Jamaican MOH authorities have also recently suggested in private conversation and in the press that “human rights organizations” come to Jamaica and produce biased reports, fail to appreciate Jamaica’s cultural and economic context, and counterproductively and insensitively accuse Jamaica’s government of negligence. However, in the case of ARV access as a human right for people living with AIDS, the numbers reported by the health ministry indicate that 7500 of 8000 of those who need ARVs currently lack treatment, and they speak for themselves. The real insensitivity and injustice is that shown to people with AIDS, for whom every effort must be made to offer lifesaving drugs and appropriate care.
Regarding the relevance of international human rights advocacy and Jamaica’s special cultural and historical context, Marcus Garvey, one of Jamaica’s national heroes, may have said it best when he once wrote [referring to stigma and discrimination associated with racism and empowering Africans and the African Diaspora]: “I know no national boundaries…the whole world is my province.”
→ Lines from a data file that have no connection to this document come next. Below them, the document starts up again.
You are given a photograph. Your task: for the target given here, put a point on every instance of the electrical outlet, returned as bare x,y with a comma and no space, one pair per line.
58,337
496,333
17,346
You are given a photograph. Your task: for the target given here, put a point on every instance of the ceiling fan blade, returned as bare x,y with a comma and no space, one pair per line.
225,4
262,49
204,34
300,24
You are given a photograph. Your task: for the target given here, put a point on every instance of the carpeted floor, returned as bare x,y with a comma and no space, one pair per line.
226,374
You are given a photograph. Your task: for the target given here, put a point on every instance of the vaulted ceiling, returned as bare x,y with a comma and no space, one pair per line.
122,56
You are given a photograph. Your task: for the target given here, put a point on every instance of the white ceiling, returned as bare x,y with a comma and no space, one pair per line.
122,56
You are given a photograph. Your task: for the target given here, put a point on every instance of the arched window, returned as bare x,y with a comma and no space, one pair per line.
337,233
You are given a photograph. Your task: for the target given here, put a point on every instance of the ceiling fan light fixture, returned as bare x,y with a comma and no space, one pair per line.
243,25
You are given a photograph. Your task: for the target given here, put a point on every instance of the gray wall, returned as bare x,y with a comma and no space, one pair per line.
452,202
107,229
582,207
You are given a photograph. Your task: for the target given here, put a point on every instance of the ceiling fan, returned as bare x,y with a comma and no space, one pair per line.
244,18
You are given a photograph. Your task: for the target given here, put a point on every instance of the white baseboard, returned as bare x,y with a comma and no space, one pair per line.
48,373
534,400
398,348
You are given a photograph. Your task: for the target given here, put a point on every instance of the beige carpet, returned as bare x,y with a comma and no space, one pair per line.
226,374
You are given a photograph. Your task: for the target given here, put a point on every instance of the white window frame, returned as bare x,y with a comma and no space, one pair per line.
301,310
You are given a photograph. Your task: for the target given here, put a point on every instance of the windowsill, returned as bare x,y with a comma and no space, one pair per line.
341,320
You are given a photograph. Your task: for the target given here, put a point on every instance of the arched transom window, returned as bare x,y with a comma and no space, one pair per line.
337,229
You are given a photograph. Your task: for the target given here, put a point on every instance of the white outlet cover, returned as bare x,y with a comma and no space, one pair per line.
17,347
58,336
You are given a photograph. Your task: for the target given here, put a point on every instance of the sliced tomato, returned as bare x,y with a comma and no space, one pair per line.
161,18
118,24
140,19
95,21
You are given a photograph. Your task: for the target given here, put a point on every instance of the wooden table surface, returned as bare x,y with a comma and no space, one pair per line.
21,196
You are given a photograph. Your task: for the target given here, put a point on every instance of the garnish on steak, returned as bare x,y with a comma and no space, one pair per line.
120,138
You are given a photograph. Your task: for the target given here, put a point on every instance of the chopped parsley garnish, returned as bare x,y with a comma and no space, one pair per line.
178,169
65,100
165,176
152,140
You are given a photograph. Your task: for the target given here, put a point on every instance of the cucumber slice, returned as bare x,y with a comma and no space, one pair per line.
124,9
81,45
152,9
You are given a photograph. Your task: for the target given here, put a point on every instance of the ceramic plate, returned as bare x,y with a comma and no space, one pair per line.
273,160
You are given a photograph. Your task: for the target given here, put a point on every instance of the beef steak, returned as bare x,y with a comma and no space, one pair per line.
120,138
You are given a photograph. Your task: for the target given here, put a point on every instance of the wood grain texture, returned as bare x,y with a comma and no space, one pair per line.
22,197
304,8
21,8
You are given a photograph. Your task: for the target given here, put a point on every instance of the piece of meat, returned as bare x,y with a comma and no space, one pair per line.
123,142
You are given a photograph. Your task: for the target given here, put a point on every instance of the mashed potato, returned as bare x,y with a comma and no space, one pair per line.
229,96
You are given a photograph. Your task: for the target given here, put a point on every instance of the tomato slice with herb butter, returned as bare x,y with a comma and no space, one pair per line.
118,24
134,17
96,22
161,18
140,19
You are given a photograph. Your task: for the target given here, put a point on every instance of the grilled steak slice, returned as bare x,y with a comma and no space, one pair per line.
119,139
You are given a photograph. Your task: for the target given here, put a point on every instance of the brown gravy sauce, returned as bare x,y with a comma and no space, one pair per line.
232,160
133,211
Even more potently, Bob Marley advocated the need for activism, empowerment and action to achieve social change through his music, which lives on today. In the current Jamaican context his words would resonate with demands for free ARV medicines for all of those who need them:
I know you don't know what life is really worth
Is not all that glitters in gold and
Half the story has never been told
So now you see the light, ay
Stand up for your right.
Get Up, Stand Up, stand up for your right
Get Up, Stand Up, don't give up the fight…
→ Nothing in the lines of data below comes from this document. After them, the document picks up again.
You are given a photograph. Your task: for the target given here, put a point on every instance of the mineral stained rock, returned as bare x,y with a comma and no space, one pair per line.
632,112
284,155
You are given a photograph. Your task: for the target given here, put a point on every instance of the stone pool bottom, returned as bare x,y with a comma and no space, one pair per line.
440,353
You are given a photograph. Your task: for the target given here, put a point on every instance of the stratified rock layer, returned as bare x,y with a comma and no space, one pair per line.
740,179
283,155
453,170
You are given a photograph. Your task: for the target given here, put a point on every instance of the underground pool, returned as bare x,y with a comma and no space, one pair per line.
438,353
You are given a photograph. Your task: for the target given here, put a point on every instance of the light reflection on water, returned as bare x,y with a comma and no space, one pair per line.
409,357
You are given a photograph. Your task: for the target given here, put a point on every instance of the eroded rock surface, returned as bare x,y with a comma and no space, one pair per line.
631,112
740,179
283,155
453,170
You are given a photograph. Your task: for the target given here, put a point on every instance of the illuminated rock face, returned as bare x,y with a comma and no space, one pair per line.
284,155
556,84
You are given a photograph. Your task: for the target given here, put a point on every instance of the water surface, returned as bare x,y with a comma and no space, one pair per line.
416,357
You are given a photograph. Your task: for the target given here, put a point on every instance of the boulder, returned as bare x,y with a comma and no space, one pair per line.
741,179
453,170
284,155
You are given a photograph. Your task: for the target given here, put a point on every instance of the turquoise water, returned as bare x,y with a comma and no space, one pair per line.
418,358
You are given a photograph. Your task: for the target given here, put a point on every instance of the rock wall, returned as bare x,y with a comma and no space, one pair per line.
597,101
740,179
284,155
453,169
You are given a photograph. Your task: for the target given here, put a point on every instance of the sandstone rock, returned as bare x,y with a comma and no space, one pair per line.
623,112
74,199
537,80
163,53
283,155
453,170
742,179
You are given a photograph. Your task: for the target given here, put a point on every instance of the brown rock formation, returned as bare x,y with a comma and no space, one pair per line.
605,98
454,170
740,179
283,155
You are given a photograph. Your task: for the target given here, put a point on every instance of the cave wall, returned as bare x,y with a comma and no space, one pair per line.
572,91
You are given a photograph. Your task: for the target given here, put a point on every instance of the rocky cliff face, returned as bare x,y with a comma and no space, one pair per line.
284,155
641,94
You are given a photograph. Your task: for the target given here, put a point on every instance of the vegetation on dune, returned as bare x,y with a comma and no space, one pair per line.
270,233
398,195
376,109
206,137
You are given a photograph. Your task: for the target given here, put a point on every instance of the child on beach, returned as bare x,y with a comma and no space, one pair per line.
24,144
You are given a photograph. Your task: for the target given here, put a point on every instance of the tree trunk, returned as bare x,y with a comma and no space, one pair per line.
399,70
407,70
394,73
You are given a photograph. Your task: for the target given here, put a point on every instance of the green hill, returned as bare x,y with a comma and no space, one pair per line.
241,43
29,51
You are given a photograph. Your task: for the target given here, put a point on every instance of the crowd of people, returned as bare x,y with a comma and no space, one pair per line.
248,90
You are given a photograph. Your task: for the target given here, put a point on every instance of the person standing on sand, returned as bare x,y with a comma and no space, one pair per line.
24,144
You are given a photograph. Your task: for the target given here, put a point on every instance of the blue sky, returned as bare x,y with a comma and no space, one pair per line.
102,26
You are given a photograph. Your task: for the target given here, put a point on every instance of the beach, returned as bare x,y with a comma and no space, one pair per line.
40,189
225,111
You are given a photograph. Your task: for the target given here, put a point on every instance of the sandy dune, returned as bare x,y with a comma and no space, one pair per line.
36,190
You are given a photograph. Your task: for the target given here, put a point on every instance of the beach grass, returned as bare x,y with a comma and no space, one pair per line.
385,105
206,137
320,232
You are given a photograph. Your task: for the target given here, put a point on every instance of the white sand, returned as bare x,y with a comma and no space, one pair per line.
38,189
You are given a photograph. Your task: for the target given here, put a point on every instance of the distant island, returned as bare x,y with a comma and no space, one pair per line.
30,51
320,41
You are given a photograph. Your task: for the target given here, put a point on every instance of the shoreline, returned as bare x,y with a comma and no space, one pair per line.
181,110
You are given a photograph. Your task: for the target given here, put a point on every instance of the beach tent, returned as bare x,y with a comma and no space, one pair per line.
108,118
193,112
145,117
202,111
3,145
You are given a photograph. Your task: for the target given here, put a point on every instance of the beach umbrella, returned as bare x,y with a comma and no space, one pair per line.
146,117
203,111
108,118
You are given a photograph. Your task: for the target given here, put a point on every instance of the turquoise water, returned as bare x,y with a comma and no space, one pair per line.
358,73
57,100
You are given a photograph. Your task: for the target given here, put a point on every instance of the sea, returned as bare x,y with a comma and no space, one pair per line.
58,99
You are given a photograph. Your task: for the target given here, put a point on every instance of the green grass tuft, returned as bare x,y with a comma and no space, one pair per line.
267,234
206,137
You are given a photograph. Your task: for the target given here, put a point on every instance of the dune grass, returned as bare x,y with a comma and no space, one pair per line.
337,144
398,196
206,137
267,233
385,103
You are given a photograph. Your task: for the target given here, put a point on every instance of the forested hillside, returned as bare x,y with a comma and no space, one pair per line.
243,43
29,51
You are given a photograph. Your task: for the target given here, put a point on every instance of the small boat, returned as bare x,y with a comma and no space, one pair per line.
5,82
…. But if you know what life is worth
You would look for yours on earth
And now you see the light
You stand up for your right, yeah!
Get Up, Stand Up. Life is your right
So we can't give up the fight
Many Jamaicans living with HIV/AIDS know that they must continue fighting for their lives and rights, and their contribution could be all the more valuable if the government, health authorities, international agencies and donors, and NGOs play their part in genuinely supporting this important struggle and themselves push in new ways towards making universal treatment access a reality in Jamaica very soon.
This will require greater transparency and sharing of information between the government and PLWHA and other activists from civil society. Resources must be obtained, better prioritized and allocated such that more medicines are purchased, staff is trained and hired, and appropriate lab tests are available and free (the CD4 machine in Jamaica has apparently been broken for the past three weeks). At the very least, user fees in the public health sector related to ARVs and other AIDS related services must be eliminated.
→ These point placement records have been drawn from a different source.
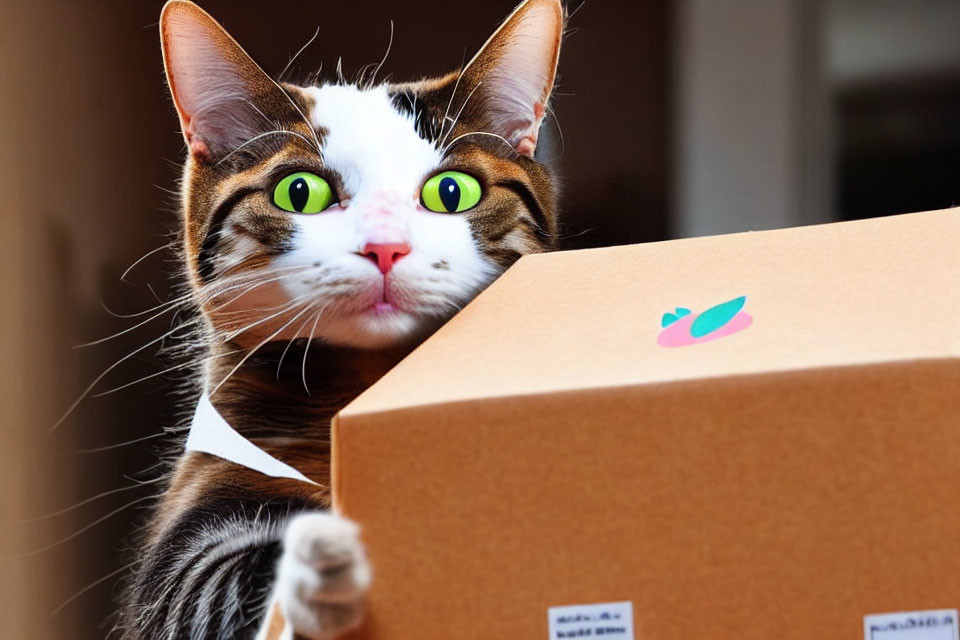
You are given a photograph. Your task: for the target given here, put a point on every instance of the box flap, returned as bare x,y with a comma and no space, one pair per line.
832,295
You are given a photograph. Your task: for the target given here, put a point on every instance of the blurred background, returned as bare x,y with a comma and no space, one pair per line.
679,118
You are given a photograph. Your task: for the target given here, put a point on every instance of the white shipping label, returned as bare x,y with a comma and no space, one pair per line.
911,625
608,621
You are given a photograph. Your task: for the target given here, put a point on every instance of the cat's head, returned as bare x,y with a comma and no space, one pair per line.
359,214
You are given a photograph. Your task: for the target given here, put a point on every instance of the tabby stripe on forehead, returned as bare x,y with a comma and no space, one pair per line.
212,235
529,200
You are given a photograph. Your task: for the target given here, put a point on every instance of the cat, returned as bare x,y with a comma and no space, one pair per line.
327,230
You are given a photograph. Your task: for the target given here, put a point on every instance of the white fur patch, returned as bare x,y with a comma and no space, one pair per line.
383,164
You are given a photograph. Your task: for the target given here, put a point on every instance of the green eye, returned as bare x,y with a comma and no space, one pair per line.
303,193
451,192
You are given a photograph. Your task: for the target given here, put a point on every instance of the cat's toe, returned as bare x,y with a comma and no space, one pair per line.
323,575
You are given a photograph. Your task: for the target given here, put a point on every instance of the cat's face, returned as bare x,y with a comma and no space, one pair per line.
358,214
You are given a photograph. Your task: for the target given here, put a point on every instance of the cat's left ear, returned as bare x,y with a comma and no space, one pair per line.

Based on past results, today’s efforts, and current attitudes, it is not clear that the present leadership from Jamaica’s Ministry of Health and National HIV/AIDS/STI Program show sufficient commitment to listen to constructive criticism and is genuinely willing to work to enforce these changes. There must be much more, not less, local and international attention, pressure, and debate about these issues. The high level UNAIDS meetings scheduled this week in Montego Bay are one place that this should and could be occurring, even if the plight of poor Jamaican’s living with AIDS without ARV treatment has not initially been placed prominently on the agenda.